I instead strongly expect that the story would just repeat. The training process (or whatever process spits out the AGI) would end up creating some extremely specific conditions in which the AGI is learning the values. Its values would then necessarily be some complicated functions over weird mixes of the abstractions-natural-to-the-dataset-it’s-trained-on, with their specifics being highly contingent on some invisible-to-us details of that process.
It would not be just “eudaimonia”, it’d be some weird nonlinear function of eudaimonia and a random grab-bag of other things, including the “Beta-specific” abstractions that formed within the AGI over the course of training. And the output would not necessarily have anything to do with “eudaimonia” in any recognizable way, the way “avoid predators” is unrecognizable in terms of “rocks” and “aerodynamics”, and “human values” are unrecognizable in terms of “avoid predators” or “maximize children”.

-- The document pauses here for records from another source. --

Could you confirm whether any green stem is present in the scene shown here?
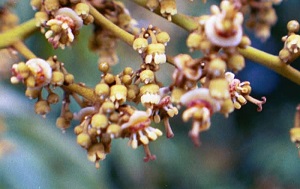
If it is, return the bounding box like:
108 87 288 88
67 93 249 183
89 5 134 45
133 0 199 31
61 83 98 102
0 19 38 49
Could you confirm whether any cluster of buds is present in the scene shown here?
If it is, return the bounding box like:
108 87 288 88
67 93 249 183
186 0 251 75
31 0 94 49
241 0 282 41
146 0 177 21
132 25 170 66
69 63 178 166
11 56 74 122
170 54 266 145
279 20 300 63
7 0 290 167
89 1 139 65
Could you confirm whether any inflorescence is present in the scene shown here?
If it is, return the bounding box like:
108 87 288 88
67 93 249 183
0 0 300 167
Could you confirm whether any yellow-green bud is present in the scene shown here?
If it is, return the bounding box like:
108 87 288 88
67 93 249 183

- Noosphere89 23 Sep 2024 14:33 UTC
  4 points
  2
  Parent
  I feel like the difference between the Alpha and Beta examples and my examples mediate through your examples having basically no control of Beta’s data at all, and my examples having far more control over what data is learned by the AI.
  
  I think the key crux is whether we have much more control over AI data sources than evolution.
  
  If I agreed with you that we would have essentially no control on what data the AI has, I’d be a lot more worried, but I don’t think this is true, and I expect future AIs, including AGIs, to be a lot more built than grown, and for a lot of their data to be very carefully controlled via synthetic data, for simple capabilities reasons, but this can also be used for alignment strategies.
  
  I think another disagreement is I basically don’t buy the evolution analogy for DL, and I think there are some deep disanalogies (the big one for now is again how much more control over data sources than evolution, and this is only set to increase with synthetic data).
  
  So I basically don’t expect this to happen:
  
  I instead strongly expect that the story would just repeat. The training process (or whatever process spits out the AGI) would end up creating some extremely specific conditions in which the AGI is learning the values. Its values would then necessarily be some complicated functions over weird mixes of the abstractions-natural-to-the-dataset-it’s-trained-on, with their specifics being highly contingent on some invisible-to-us details of that process.
  
  Pretty much all of your examples rely on the Alpha being unable to control the data learnt by Beta, and if this isn’t the case, your examples break down.
- Benjy_Forstadt 23 Sep 2024 6:40 UTC
  1 point
  0
  Parent
  I don’t think the way you split things up into Alpha and Beta quite carves things at the joints. If you take an individual human as Beta, then stuff like “eudaimonia” is in Alpha—it’s a concept in the cultural environment that we get exposed to and sometimes come to value. The vast majority of an individual human’s values are not new abstractions that we develop over the course of our training process (for most people at least).
  - Benjy_Forstadt 23 Sep 2024 15:15 UTC
    1 point
    0
    Parent
    Basically people tend to value stuff they perceive in the biophysical environment and stuff they learn about through the social environment.
    
    So that reduces the complexity of the problem—it’s not a matter of designing a learning algorithm that both derives and comes to value human abstractions from observations of gas particles or whatever. That’s not what humans do either.
    
    Okay then, why aren’t we star-maximizers or number-of-nation-states maximizers? Obviously it’s not just a matter of learning about the concept. The details of how we get values hooked up to an AGI’s motivations will depend on the particular AGI design but probably reward, prompting, scaffolding or the like.